Cardinal McCarrick's fall is "gut-wrenching" for local Catholics, said Mr John Gehring, a Catholic author who worked for the US Conference of Catholic Bishops while Cardinal McCarrick led the Washington archdiocese.
"Most Catholics, including myself, are just sickened by the fact that it seems like so much was known about his behaviour, and he still climbed the ranks of the Church. He never should have been made a cardinal... It can never happen again."
Cardinal McCarrick, 88, was found by the Church in June to be credibly accused of sexually abusing a teenager nearly 50 years ago. Since then, additional reports of sexual abuse and harassment by the cardinal, over a span of decades, have been reported.
The additional victims include one then minor and three adults, who were young priests or seminarians when Cardinal McCarrick allegedly abused them.
Most Catholics, including myself, are just sickened by the fact that it seems like so much was known about his behaviour, and he still climbed the ranks of the Church. He never should have been made a cardinal... It can never happen again.
MR JOHN GEHRING, a Catholic author who worked for the US Conference of Catholic Bishops while Cardinal Theodore McCarrick led the Washington archdiocese, on the reports of abuse.
Cardinal McCarrick is the highest ranked US Catholic clergy member to ever be removed from ministry due to sexual abuse allegations, and the first cardinal to fully resign his position since 1927.
The Vatican said Cardinal McCarrick will face a canonical trial, though it did not provide details about when the trial would be conducted.
Professor Kurt Martens, who specialises in canon law at Catholic University, noted that the Catholic Church has typically punished people by ordering them to conduct a life of "prayer and penance". In Cardinal McCarrick's case, the Vatican has imposed that penalty before the trial has even started - raising pressure on the Church to find a stronger form of punishment.
"Because you're running out of options if you want to impose a further penalty," Prof Martens said. "I would not be surprised if he gets dismissed from the clerical state."
That would mean that after spending most of his life as a church leader, Cardinal McCarrick would be defrocked entirely - becoming a lay person, not a Catholic priest.
The now-60-year-old Virginia man who alleged that Cardinal McCarrick abused him beginning when he was around 11, said he was very emotional upon learning last Saturday that Pope Francis had accepted Cardinal McCarrick's resignation, signalling that the Church believes the accusers.
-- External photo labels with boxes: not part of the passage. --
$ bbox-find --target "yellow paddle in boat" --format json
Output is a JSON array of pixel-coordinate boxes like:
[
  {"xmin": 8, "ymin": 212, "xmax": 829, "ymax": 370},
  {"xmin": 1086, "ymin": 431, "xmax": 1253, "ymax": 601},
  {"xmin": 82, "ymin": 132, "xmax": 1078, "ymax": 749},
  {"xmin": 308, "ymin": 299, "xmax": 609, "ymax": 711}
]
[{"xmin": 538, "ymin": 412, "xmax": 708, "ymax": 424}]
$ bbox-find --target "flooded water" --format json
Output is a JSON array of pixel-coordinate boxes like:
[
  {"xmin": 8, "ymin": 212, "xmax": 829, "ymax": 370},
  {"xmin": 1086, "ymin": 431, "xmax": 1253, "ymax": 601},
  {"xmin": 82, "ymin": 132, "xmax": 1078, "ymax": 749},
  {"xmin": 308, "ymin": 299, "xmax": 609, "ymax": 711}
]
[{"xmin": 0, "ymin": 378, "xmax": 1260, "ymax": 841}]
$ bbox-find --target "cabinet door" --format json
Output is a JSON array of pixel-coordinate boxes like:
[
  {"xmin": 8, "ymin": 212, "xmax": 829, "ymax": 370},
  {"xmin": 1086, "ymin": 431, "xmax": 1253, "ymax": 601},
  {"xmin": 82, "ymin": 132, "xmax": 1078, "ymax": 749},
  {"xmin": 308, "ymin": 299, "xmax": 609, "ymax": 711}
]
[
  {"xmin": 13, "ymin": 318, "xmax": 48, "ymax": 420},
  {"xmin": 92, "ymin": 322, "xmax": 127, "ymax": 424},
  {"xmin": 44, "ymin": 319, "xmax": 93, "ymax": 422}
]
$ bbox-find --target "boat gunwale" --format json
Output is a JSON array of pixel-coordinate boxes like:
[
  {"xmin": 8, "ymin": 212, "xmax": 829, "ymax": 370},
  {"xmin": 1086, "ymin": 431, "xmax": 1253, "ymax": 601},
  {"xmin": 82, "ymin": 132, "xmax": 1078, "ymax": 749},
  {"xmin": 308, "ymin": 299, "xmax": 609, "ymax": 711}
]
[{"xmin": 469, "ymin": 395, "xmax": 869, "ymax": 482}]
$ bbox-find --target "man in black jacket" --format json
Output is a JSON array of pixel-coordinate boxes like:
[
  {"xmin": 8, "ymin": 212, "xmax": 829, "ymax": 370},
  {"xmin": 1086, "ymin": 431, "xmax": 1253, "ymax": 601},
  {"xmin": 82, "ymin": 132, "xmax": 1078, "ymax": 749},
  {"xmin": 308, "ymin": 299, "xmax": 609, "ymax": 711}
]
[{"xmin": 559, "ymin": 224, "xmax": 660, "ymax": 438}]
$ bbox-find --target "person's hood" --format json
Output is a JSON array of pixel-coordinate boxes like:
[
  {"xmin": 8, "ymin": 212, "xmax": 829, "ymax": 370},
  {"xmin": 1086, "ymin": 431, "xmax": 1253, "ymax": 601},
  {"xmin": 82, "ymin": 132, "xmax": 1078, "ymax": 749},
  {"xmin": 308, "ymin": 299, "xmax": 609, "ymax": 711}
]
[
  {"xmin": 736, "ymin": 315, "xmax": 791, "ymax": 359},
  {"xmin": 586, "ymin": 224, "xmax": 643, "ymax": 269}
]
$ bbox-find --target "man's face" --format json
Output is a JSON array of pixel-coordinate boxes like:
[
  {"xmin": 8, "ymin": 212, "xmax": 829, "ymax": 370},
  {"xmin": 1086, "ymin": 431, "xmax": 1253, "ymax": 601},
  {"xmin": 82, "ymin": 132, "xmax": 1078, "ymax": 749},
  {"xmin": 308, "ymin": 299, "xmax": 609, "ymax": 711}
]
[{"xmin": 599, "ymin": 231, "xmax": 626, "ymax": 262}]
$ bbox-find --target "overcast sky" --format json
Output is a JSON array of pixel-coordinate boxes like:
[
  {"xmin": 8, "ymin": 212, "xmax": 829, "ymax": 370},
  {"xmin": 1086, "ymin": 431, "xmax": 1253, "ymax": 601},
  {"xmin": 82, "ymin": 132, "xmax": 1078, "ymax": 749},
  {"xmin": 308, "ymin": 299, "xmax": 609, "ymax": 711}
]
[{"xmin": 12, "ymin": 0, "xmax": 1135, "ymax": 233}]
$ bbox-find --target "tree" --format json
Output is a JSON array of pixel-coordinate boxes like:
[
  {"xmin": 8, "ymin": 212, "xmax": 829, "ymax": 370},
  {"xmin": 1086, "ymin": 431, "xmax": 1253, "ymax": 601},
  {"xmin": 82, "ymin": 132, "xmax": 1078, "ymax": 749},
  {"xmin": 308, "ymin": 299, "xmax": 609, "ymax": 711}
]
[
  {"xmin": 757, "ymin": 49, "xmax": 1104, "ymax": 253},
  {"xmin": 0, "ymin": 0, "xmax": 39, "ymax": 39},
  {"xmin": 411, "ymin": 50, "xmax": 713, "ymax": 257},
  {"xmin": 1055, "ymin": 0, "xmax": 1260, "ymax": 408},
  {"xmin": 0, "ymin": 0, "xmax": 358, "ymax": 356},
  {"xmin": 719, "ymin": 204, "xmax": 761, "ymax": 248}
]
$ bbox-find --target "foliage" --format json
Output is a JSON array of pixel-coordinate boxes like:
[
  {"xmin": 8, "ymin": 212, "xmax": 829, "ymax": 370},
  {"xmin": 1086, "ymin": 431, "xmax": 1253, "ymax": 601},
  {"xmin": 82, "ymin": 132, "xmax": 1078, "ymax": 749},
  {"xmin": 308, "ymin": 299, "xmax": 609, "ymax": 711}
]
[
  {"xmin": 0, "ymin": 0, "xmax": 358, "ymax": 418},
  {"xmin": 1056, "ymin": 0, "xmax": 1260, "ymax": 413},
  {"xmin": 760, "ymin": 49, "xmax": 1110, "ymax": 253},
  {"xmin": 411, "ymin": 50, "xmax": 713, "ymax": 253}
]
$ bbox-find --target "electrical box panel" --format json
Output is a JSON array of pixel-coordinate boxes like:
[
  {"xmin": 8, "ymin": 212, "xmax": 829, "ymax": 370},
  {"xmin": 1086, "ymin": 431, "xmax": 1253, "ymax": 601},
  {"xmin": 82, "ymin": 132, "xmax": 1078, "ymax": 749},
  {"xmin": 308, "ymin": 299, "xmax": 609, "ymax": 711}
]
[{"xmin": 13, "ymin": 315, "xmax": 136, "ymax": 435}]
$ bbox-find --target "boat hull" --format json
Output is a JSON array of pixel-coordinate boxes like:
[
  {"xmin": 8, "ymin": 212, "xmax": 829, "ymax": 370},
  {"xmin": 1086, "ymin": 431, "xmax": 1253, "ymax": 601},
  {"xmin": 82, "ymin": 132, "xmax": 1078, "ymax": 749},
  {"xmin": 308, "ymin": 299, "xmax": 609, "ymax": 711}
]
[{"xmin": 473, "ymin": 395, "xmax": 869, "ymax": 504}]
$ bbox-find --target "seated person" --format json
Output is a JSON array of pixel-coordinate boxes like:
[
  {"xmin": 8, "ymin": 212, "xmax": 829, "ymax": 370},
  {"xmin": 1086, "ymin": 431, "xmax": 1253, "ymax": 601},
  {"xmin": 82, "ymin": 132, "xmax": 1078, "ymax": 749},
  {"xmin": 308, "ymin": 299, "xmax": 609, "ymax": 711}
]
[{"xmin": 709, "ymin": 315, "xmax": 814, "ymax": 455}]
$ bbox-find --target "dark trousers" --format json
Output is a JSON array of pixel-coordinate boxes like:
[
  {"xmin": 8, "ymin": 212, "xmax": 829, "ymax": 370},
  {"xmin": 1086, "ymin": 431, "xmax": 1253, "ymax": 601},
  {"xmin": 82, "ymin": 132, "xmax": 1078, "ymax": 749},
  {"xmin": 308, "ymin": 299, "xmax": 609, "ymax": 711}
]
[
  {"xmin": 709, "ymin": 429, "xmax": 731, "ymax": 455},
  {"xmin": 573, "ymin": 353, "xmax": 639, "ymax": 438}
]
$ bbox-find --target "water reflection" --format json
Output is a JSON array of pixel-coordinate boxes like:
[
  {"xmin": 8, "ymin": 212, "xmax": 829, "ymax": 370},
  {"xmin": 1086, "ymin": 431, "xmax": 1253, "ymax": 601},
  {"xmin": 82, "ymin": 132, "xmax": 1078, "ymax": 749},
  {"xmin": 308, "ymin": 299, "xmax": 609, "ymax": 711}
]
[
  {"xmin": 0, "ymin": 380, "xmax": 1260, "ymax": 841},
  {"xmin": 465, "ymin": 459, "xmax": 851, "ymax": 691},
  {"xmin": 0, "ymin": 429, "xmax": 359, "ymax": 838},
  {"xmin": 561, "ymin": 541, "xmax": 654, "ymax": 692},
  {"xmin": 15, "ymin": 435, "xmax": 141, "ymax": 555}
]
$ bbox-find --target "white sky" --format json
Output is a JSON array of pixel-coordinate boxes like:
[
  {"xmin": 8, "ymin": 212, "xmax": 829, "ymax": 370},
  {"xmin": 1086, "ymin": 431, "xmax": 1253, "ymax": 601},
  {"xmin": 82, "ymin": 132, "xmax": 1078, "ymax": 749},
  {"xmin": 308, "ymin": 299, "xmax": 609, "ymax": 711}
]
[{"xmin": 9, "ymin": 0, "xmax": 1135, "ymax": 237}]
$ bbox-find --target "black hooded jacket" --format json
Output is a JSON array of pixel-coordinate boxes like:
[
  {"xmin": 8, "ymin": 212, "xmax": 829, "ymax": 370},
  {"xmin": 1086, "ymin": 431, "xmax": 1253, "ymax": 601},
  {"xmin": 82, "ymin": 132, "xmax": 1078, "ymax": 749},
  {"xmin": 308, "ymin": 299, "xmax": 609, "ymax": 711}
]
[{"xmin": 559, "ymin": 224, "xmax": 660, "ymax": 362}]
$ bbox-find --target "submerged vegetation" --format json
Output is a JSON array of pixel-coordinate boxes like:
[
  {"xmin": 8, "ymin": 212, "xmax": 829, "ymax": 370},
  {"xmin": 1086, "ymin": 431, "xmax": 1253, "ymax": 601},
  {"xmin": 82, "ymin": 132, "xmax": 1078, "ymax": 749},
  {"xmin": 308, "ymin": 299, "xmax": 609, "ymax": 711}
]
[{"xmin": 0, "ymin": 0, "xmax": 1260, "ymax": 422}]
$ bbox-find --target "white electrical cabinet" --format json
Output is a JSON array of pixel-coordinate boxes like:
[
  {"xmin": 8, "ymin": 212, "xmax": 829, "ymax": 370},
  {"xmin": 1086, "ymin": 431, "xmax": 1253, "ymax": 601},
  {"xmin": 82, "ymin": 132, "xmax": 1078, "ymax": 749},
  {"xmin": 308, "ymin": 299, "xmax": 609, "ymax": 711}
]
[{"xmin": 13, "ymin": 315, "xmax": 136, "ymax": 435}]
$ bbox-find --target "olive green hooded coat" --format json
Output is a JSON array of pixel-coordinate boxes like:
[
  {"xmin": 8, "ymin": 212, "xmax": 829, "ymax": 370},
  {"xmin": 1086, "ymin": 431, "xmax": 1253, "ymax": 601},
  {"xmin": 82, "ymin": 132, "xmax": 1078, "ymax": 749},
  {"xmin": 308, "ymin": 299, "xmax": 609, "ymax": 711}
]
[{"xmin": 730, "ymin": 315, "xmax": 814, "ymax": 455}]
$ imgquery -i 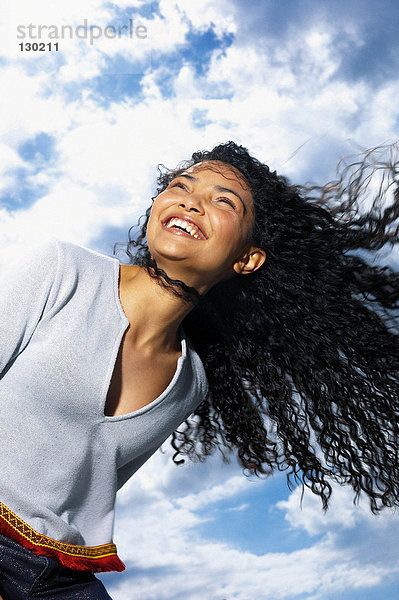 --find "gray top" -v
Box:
[0,239,207,564]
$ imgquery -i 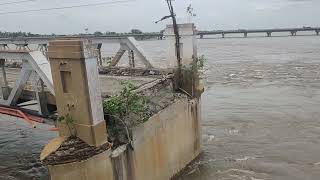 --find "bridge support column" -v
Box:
[164,23,197,68]
[40,40,113,180]
[267,32,272,37]
[128,50,136,68]
[0,59,10,100]
[48,40,107,146]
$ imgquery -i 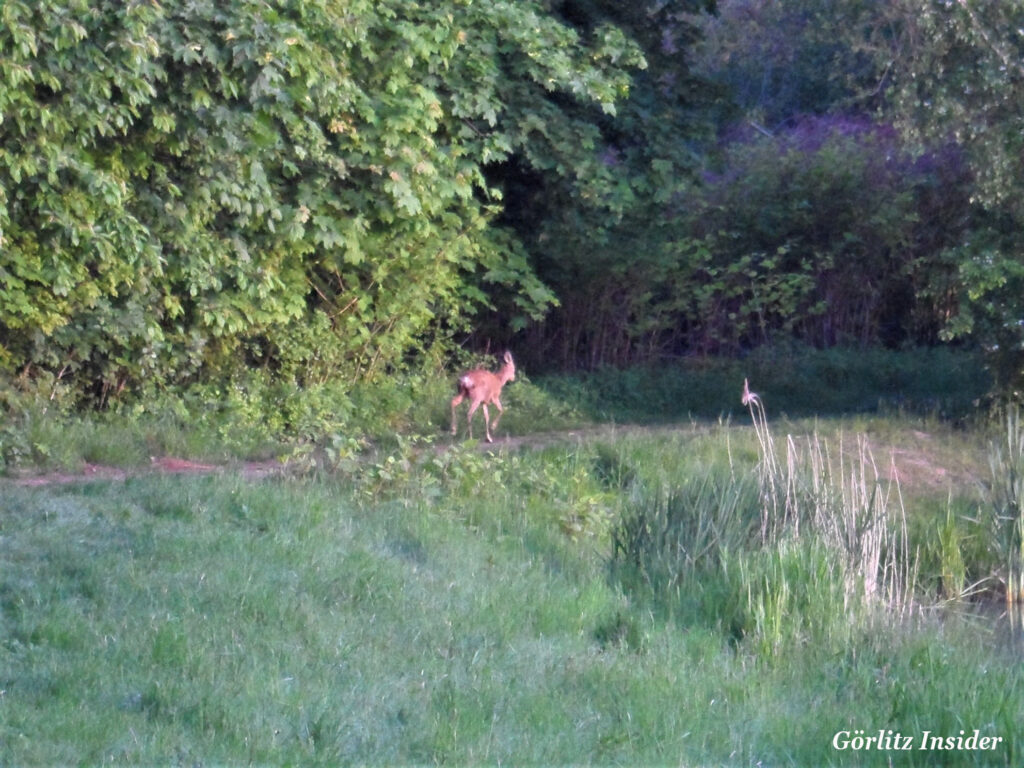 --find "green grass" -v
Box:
[0,425,1024,765]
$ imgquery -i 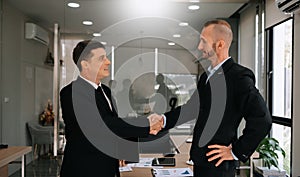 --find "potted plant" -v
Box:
[256,138,285,170]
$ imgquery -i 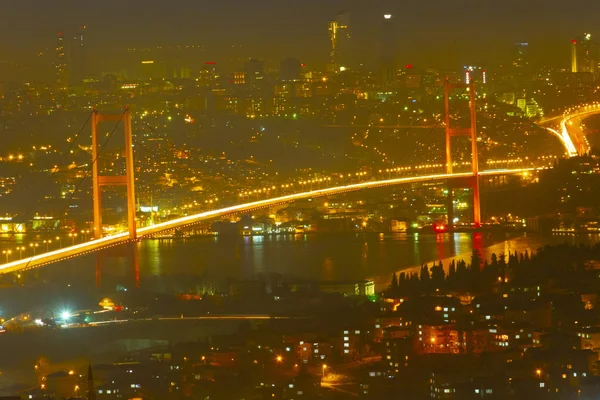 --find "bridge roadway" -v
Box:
[0,168,535,273]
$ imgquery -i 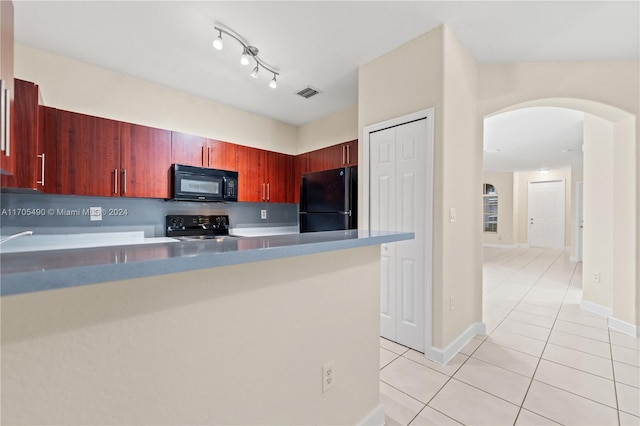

"The Vatican now knows everything, realises the depth of his destruction in the Church and that it's time to clean house," said Mr James, who spoke on condition that his last name not be used to protect his family. As for Cardinal McCarrick, "he's been guilty since the beginning of his life. And he's now realised he's cornered and can't come out".
Pope Francis' decisive action regarding Cardinal McCarrick comes as he also contends with a massive case of abuse and cover-up in Chile, a country where the Argentinian pontiff dispatched Vatican investigators.
The country's 34 bishops offered to step down en masse after meeting Pope Francis in May; so far, he has accepted five of those resignations.